Students should be expected to figure out the answers by thinking outside of the box and to work “in beta,” explained Ms. Schroeder.

“Learning is no longer multiple choice questions,” she said. “We want students to surprise us.”

Some of the Google products that facilitate creative learning include Google Cardboard, a virtual reality platform built by Google that is increasingly being used by teachers to take students on virtual reality tours of the world’s many interesting places. Google Cardboard is primarily used with the app Google Expeditions.

Transforming Schools
Continuing on the same theme, Superintendent Pam Moran, head of Virginia’s Albemarie County Public Schools, and Ira Socol, that district’s design project manager and director of educational technology and innovation, talked about the successful implementation of contemporary technologies into their schools.
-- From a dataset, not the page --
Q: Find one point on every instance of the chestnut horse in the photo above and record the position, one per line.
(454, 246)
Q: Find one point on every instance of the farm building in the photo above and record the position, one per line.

Dr. Pam Moran and Ira Socol, both from the Albemarie
County Public Schools, share the stage at Tech Expo.
Comprised of 26 schools, the district’s students come from a myriad of backgrounds, including middle-class suburbs, agricultural communities and an urban area close to the city of Charlottesville, where approximately 70 different languages are spoken.

Knowing that 65 percent of the district’s current kindergartners will end up in jobs that currently do not exist, Dr. Moran said the district’s job is to change the model of education from one that is not currently set up for kids to succeed to a hub of creativity.

Using specific students as examples, both speakers told the audience how even the most disinterested of them can find success.

The school district’s technology initiatives, which includes a network of CTE/STEM mechatronics labs, are centered around seven pathways that ensure lifelong learning for every child.

They include choice and comfort, which gives students real learning space choices; instructional tolerance, which produces active and engaged learners in a learning community; universal design for learning, which allows for differentiated learning environments; a maker-infused curriculum; project/problem, passion-based learning; interactive technologies and the appropriate connectivity to make it all happen.   

To the audience, Dr. Moran said, “Change something in your school, in your class and in your district that tomorrow represents engaged students and leveraged resources.”

“One of the things you will find that is you will have kids who are engaged and who want to come to school. That’s what we want for our kids and that’s my vision for all of you.”